Ainsi parole intérieure, mouvements ou gestes intérieurs, images ordinaires, sensations spéciales (troubles, vitesses, contrastes, divisions - - et surtout - (ceci est capital) "effets et causes" intérieurs, ou relation intérieure.  ) Ainsi je fais intérieurement telle chose pour avoir telle conséquence, mais la conséquence se produisant, il n'est pas généralement vrai qu'elle soit produite par mon acte. (  Elle peut être seulement appelée ou éveillée par lui, cependant qu'il en semble générateur et qu'il en serait générateur extérieurement. On pourrait dire: L'image intérieure d'une conséquence dont l'antécédent est image intérieure ) n'est pas toujours la conséquence de l'antécédent - ou plus vite: L'image d'une relation causale n'est pas une relation causale. (

Tout ce qui est intérieur est incoordonné.

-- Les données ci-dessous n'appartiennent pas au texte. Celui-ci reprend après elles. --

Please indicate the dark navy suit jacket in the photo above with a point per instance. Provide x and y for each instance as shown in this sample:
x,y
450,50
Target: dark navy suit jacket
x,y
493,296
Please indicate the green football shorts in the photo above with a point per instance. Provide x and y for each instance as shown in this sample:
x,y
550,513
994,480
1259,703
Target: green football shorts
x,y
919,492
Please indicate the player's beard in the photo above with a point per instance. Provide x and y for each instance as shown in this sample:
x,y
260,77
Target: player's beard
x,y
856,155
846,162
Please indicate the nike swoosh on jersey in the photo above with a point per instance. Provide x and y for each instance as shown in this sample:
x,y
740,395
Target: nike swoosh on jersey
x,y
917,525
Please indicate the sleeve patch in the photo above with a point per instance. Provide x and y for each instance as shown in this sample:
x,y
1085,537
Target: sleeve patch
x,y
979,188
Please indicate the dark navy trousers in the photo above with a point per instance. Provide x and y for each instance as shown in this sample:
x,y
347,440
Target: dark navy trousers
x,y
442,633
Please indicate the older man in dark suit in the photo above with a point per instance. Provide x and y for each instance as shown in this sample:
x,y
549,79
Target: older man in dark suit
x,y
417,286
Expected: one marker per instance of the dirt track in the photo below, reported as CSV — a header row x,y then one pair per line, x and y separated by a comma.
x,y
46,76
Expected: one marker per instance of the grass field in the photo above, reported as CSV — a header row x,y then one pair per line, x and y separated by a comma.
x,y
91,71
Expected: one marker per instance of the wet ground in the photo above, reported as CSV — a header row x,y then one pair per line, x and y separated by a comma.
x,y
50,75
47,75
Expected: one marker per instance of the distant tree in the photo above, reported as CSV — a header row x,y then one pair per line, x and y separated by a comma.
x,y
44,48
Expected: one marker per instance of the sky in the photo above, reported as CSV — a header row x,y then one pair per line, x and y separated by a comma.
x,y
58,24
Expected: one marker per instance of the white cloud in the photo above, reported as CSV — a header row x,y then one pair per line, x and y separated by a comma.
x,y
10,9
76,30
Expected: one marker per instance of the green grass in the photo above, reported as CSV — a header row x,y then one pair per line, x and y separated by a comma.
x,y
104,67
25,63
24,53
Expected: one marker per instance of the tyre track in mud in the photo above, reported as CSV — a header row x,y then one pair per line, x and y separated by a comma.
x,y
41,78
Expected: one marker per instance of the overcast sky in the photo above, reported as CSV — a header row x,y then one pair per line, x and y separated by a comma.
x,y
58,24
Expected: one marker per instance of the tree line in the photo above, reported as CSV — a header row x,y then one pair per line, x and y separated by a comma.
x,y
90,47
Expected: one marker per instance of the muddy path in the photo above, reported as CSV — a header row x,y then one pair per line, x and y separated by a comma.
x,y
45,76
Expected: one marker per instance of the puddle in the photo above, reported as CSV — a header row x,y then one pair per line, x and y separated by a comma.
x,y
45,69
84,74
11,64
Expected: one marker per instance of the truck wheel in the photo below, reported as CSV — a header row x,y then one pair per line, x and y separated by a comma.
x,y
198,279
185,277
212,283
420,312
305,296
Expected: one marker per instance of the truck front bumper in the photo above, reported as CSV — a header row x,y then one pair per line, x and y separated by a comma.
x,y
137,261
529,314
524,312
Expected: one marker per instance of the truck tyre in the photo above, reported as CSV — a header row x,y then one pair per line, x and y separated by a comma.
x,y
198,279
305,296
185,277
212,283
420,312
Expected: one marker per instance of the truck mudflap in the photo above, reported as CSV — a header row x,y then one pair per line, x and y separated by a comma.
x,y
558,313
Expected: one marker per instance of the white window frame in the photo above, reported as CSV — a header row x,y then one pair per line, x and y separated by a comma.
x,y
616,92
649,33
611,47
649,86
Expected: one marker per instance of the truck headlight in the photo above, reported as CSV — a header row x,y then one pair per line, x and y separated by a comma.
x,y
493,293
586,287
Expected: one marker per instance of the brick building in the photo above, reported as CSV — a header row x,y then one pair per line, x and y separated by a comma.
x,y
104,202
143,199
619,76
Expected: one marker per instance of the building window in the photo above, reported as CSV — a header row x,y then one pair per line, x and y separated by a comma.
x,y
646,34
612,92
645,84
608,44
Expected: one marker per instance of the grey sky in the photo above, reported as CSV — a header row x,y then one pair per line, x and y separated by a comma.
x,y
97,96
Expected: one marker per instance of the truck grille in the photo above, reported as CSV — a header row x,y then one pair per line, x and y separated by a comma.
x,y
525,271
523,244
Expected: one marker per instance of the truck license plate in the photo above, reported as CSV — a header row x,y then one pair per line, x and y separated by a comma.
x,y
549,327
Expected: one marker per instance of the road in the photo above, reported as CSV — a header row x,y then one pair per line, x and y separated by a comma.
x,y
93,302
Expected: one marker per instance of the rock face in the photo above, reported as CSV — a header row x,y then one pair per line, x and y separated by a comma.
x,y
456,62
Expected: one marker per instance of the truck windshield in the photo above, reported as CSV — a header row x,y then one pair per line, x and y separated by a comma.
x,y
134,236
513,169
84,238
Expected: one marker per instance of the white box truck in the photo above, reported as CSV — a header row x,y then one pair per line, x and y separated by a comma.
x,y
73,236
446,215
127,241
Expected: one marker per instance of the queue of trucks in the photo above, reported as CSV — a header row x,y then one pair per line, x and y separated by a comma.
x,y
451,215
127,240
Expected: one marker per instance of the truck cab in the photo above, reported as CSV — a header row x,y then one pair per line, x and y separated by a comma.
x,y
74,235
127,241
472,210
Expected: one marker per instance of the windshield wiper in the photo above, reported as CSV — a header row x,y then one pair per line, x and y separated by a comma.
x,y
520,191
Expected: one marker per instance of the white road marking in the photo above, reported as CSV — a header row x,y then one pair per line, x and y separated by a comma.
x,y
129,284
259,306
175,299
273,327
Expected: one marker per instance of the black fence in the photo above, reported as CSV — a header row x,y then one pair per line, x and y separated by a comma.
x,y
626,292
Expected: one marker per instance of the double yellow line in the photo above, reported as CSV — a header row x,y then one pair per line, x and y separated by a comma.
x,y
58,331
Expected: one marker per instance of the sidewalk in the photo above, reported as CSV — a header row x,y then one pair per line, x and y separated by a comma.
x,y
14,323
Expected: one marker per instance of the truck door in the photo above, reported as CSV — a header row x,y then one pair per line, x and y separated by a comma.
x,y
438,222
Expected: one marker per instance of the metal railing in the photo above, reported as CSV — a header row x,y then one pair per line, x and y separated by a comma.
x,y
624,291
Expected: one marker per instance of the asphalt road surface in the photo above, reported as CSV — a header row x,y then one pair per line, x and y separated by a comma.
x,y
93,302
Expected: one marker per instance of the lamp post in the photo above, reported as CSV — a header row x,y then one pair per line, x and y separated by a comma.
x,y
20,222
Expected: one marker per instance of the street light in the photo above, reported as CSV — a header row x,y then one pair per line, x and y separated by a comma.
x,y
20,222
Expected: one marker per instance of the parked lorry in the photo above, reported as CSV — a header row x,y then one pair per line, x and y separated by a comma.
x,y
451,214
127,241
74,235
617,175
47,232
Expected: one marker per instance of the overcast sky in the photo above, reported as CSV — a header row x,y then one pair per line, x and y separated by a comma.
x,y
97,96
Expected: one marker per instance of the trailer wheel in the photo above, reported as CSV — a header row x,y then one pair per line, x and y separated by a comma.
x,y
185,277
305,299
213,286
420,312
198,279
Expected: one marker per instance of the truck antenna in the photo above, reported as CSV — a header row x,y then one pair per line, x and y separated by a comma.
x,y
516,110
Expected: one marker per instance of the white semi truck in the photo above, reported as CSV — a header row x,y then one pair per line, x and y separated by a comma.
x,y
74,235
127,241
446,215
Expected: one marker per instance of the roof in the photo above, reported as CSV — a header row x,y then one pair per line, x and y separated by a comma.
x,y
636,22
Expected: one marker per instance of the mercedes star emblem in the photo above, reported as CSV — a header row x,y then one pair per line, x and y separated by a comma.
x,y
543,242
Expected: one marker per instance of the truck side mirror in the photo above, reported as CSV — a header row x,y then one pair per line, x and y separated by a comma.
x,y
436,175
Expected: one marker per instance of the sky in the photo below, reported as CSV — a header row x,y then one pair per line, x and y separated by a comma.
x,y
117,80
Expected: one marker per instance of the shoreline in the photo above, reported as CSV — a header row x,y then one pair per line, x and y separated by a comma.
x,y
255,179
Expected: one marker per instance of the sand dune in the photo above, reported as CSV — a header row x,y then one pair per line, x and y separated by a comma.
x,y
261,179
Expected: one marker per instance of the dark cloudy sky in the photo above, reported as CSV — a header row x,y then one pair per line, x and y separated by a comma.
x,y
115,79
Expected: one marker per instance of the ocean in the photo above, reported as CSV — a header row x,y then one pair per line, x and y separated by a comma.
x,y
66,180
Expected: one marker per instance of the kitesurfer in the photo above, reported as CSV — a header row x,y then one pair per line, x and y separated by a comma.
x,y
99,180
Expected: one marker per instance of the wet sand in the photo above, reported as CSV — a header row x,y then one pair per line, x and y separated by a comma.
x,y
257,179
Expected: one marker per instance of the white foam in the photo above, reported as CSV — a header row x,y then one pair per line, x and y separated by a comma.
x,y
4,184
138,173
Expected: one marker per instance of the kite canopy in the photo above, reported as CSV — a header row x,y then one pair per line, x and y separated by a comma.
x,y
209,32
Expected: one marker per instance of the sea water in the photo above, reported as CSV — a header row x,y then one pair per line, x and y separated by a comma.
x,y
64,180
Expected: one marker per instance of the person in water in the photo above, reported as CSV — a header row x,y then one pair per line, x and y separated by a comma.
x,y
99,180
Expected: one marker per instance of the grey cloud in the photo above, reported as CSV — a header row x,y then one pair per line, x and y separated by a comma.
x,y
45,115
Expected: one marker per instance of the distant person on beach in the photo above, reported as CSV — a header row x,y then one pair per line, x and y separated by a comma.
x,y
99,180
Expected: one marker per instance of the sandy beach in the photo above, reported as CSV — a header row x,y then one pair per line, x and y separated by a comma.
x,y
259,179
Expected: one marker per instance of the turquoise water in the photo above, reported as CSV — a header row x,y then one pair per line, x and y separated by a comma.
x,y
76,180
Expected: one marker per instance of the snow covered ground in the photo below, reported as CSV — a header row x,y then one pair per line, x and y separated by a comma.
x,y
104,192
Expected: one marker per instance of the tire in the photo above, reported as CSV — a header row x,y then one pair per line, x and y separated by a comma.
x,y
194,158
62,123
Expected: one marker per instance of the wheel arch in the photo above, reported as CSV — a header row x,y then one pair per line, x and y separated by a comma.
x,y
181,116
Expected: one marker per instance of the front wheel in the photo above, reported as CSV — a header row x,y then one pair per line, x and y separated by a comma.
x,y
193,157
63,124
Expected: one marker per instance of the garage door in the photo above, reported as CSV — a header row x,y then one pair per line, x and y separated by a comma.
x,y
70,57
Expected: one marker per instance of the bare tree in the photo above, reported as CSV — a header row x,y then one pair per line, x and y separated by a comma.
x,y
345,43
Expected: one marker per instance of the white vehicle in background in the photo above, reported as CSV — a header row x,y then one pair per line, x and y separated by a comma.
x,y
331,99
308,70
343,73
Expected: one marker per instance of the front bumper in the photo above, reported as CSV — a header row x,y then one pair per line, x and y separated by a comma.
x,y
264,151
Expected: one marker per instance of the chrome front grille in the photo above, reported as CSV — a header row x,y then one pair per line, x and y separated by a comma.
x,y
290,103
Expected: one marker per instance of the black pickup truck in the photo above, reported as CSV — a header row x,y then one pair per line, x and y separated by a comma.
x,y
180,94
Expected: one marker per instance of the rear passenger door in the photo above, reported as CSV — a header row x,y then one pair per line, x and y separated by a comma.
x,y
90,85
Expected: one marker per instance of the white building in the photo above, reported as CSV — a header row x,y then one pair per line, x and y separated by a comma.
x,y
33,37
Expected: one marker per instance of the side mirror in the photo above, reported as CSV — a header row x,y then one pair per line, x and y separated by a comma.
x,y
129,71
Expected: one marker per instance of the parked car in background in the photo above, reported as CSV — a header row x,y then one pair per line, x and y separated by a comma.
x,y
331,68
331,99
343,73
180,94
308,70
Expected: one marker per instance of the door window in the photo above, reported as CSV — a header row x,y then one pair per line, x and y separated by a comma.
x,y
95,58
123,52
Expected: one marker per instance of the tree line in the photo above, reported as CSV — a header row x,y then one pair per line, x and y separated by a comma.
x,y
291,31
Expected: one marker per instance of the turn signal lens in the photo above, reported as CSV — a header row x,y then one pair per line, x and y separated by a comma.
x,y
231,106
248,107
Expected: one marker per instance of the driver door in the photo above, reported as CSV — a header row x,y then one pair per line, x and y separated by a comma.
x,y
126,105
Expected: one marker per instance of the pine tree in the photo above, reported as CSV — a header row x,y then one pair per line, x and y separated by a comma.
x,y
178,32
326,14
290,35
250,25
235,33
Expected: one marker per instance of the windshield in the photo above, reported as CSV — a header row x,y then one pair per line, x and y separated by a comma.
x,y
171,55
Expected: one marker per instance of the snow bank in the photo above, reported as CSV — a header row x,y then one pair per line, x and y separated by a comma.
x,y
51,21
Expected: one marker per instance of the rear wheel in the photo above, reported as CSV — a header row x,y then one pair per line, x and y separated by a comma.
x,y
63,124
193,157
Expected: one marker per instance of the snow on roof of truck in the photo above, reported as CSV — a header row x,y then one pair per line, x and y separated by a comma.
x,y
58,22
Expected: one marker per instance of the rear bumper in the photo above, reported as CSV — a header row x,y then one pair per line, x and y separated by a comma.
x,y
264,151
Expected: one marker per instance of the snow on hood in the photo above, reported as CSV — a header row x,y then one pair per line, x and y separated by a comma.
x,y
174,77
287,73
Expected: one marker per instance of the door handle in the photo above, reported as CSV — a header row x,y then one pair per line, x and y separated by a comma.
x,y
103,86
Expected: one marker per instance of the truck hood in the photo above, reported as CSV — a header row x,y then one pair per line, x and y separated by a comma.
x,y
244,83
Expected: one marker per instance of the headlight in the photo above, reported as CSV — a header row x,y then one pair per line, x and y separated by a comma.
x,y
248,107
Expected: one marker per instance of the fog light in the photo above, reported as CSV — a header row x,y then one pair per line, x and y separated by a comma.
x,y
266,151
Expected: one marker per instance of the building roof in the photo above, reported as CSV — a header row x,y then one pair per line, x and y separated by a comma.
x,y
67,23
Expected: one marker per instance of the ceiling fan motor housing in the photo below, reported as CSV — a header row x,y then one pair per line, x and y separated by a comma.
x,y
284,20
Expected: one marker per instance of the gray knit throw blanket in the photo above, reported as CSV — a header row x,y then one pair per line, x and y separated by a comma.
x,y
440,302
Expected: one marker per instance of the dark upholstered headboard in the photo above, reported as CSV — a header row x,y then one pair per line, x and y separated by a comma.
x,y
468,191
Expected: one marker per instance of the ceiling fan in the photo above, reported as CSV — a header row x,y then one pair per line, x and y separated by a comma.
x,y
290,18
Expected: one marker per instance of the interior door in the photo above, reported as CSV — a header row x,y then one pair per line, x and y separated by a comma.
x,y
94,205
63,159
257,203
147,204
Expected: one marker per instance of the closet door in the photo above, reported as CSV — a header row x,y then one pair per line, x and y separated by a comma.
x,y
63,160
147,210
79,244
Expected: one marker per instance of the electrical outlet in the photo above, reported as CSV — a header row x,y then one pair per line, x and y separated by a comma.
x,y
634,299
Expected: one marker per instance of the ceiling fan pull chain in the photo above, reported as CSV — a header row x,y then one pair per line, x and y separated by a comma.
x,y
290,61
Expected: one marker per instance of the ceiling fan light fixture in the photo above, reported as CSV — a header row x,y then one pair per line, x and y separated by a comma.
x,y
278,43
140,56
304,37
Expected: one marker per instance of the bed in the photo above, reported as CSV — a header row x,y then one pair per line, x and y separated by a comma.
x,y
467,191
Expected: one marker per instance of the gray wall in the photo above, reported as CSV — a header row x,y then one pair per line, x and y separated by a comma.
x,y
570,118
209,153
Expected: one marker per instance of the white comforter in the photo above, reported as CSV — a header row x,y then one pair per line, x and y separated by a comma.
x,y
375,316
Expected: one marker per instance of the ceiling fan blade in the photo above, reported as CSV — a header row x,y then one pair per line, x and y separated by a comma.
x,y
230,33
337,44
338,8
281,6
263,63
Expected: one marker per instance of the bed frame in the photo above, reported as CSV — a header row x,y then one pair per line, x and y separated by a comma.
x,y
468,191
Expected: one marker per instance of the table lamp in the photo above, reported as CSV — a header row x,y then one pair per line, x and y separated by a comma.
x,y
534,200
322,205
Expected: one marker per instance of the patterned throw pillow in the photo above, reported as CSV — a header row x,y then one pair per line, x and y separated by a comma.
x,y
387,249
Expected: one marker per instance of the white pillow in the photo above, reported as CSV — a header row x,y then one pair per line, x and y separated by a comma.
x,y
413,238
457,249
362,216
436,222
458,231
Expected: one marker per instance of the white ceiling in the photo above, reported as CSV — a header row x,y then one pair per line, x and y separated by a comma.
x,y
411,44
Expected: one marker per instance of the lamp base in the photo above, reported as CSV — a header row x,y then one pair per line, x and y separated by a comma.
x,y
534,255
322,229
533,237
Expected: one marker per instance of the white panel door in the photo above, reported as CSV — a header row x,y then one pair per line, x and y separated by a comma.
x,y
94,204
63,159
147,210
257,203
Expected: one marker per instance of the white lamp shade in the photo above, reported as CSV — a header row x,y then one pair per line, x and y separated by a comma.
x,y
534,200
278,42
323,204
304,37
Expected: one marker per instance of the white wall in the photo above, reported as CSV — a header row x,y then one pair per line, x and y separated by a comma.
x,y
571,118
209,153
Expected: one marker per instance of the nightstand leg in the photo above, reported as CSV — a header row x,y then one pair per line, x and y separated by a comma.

Un corps tombe. J'imagine aussi que ce Corps tombe. Dans mon idée, alors, j'imagine séparément une chute en général, et - un corps - et il n'est pas difficile de sentir que mon état intérieur d'imaginer une chute est distinct entièrement de mon état d'imaginer un corps. On ne peut réunir ces deux choses que par un vrai artifice.